Widespread adoption, however, will depend heavily on a mix of interoperability and regulation. Stablecoins and tokenized deposits may eventually support new forms of always-on settlement and treasury management, but institutions are still trying to determine where these technologies can improve client outcomes relative to existing infrastructure. Expect plenty of changes and new ideas in this space in the months and years to come.

Financial Crime, Threat Intelligence & Global Resilience

Let’s remember that there are two sides to every coin. As financial systems become more digital, interconnected, and increasingly real-time, the risks associated with fraud and financial crime keep getting more complex as well. Fraudsters and other bad actors are often exploiting the same technologies and faster infrastructures that are being introduced to improve efficiency and client experience.

One of the best weapons in the fight against these risks is data, especially when it is shared. Anyone wanting to detect suspicious activity cannot expect to be any good at it if they are doing it in isolation because the name of the game, even more so than it ever was in a pre-digital world, is identifying patterns, behaviours, and anomalies across much larger flows of information. Naturally, this creates new demands around data quality and interoperability, all in the pursuit of being able to respond quickly to emerging threats.

As payments become faster and more interconnected, firms will need to continue strengthening governance and information-sharing efforts if they want to have any hope of keeping pace with increasingly sophisticated forms of financial crime.

AI as an Industry Inflection Point

Of course, it would not be a transaction banking conference in 2026 without several conversations around AI, specifically agentic AI and the seemingly endless number of possibilities that these systems bring.

But amidst the awe and wonder, there was also a strong undertone of caution around the pace of adoption. AI does not magically fix broken processes or poor governance, and it is not an end-all solution for fragmented data environments. In fact, many institutions are finding that the success or failure of AI initiatives depends less on the sophistication of the models themselves and more on the quality of the underlying infrastructure and controls supporting them.

Data fragmentation across legacy systems is one of the largest barriers to scaling meaningful AI adoption inside financial institutions. And while intelligent agents may eventually help accelerate areas such as compliance and customer servicing, there was broad recognition that stronger governance frameworks and human oversight are just as, if not more, critical. After all, the same technologies capable of accelerating decision-making can also accelerate mistakes.

A Treasurer’s Panel

Remember corporates?

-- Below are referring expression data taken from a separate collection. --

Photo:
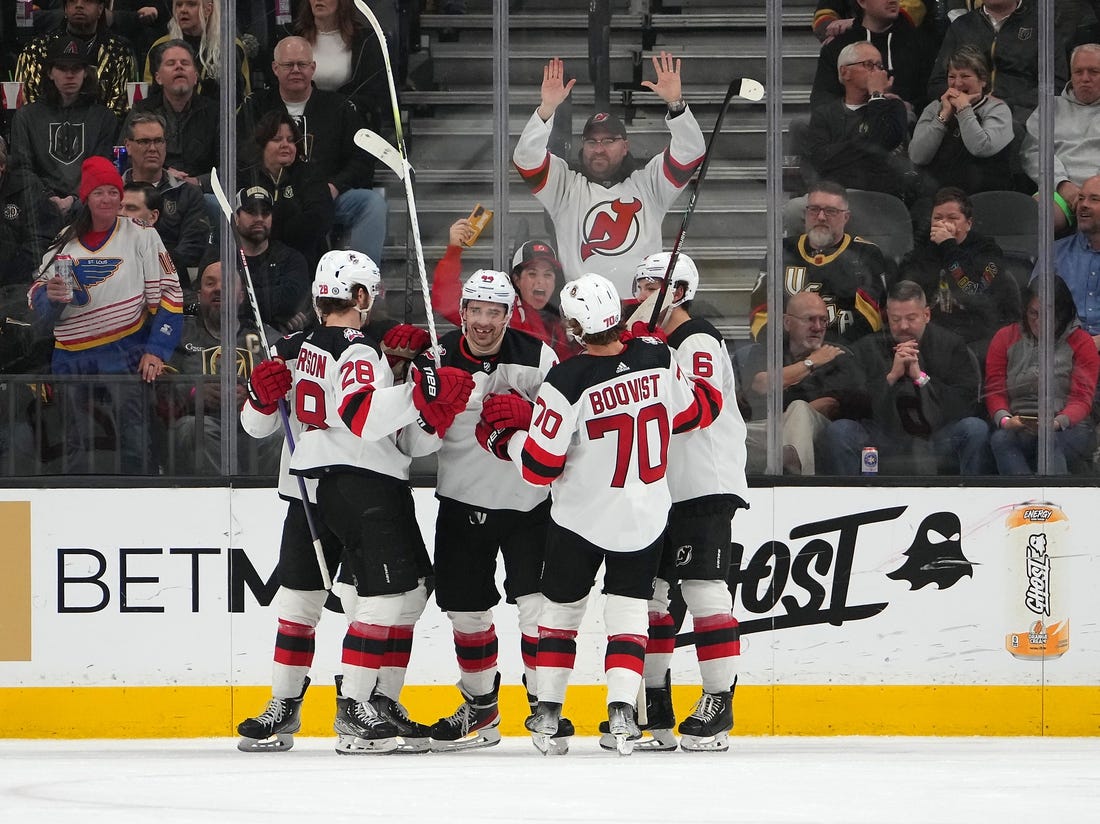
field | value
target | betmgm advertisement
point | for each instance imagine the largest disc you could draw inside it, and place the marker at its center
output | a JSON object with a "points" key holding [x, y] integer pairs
{"points": [[146, 613]]}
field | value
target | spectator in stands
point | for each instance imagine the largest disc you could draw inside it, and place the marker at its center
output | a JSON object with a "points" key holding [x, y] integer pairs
{"points": [[328, 122], [109, 54], [191, 121], [923, 383], [28, 223], [183, 223], [857, 141], [847, 272], [53, 135], [1012, 388], [821, 382], [607, 212], [120, 315], [963, 274], [536, 274], [903, 52], [1007, 32], [303, 202], [139, 22], [833, 18], [1077, 257], [198, 22], [963, 139], [348, 55], [1076, 140], [194, 412], [279, 274]]}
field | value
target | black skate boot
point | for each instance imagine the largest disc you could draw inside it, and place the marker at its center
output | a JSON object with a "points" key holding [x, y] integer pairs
{"points": [[472, 726], [622, 724], [543, 724], [273, 729], [411, 737], [660, 720], [564, 725], [361, 729], [707, 728]]}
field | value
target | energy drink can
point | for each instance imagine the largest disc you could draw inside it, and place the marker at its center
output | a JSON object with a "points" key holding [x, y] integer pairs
{"points": [[869, 461], [1038, 619], [121, 158]]}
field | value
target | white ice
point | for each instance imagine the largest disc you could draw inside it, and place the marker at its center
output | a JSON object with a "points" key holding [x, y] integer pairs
{"points": [[774, 780]]}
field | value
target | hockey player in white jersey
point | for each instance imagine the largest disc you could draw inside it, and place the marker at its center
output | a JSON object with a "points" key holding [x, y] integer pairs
{"points": [[706, 479], [483, 512], [607, 212], [351, 413], [600, 437]]}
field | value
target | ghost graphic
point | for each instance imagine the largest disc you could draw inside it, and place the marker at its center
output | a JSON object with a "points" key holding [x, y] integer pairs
{"points": [[935, 556]]}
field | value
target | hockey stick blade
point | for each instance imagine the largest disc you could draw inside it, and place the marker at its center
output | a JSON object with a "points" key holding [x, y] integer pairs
{"points": [[377, 146]]}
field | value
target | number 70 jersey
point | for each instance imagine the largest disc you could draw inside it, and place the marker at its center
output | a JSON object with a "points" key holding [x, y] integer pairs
{"points": [[601, 435]]}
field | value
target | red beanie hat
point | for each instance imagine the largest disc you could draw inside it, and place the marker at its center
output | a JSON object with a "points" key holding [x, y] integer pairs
{"points": [[98, 172]]}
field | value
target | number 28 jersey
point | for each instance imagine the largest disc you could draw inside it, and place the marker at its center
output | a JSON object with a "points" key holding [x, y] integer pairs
{"points": [[601, 435]]}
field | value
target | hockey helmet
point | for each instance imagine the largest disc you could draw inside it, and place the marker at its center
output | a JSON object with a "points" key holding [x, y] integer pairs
{"points": [[655, 265], [339, 271], [592, 301], [491, 286]]}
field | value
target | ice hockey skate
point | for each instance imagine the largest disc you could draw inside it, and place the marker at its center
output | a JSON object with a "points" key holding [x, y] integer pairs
{"points": [[273, 729], [623, 726], [472, 726], [545, 724], [657, 734], [564, 725], [707, 728], [361, 729]]}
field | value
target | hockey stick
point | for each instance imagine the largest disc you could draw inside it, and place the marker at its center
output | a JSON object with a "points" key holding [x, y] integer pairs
{"points": [[378, 146], [219, 193], [406, 178], [749, 89]]}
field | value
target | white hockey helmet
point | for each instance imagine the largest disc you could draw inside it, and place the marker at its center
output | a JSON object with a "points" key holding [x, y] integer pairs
{"points": [[592, 301], [655, 265], [340, 271], [491, 286]]}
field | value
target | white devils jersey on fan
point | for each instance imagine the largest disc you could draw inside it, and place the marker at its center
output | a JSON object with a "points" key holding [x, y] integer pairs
{"points": [[350, 409], [466, 472], [601, 436], [707, 461], [608, 229], [260, 426]]}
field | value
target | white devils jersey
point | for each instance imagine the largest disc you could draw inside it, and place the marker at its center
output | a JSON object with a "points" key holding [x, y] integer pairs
{"points": [[707, 461], [601, 435], [260, 426], [350, 409], [466, 472], [608, 229]]}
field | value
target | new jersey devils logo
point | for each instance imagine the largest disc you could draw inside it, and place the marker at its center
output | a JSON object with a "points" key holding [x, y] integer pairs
{"points": [[611, 228]]}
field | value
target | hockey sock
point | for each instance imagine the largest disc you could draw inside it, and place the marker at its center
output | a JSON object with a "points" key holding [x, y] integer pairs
{"points": [[659, 648], [717, 647], [294, 656], [363, 650]]}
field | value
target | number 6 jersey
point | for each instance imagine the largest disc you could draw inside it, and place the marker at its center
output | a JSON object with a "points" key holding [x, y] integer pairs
{"points": [[601, 436]]}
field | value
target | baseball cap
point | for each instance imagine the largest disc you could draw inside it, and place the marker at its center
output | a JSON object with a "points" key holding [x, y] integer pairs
{"points": [[604, 121], [66, 50], [535, 250], [252, 198]]}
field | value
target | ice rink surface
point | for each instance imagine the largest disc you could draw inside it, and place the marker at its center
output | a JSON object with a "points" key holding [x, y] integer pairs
{"points": [[773, 779]]}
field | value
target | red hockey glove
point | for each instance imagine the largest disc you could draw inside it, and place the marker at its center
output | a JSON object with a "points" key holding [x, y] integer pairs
{"points": [[447, 385], [494, 440], [640, 329], [507, 412], [268, 384]]}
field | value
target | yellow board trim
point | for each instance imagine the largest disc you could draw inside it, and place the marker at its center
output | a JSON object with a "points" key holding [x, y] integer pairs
{"points": [[195, 712]]}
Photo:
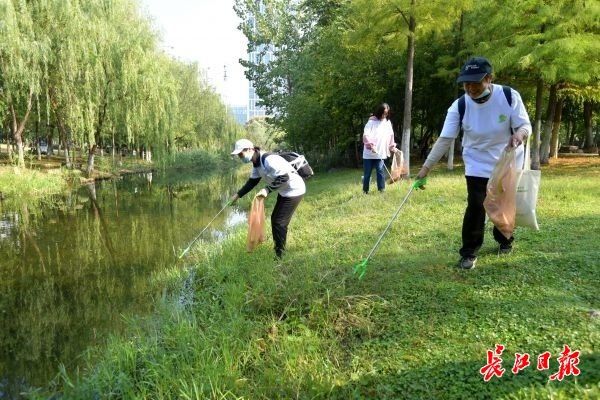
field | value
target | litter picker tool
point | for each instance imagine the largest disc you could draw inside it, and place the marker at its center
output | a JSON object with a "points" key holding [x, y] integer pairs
{"points": [[390, 174], [360, 269], [203, 230]]}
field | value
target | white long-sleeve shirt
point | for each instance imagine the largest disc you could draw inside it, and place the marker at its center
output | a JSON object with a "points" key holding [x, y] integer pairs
{"points": [[275, 166], [487, 129], [380, 135]]}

The folks that are ultimately the end users of many of the banking systems and services being discussed throughout the event. We wanted to make sure that we heard from them too, and they had a lot to say about the environment they find themselves in, riddled with geopolitical instability, tariffs, shifting trade flows, and market volatility.

Unsurprisingly, then, one major theme from this panel was the need for agility. In a world where disruptions can come at a tweet’s notice and ripple across supply chains and markets almost immediately, treasury teams have no choice but to think more dynamically about liquidity and risk management. Long-term uncertainty, many suggested, is now an embedded feature of the global environment.

At the same time, corporates care a lot more about practical outcomes than they do about technological hype. While treasurers are certainly interested in developments around AI, digital assets, and faster payments, their priority is having systems that are reliable and interoperable, so they can operate smoothly across multiple banking partners and jurisdictions.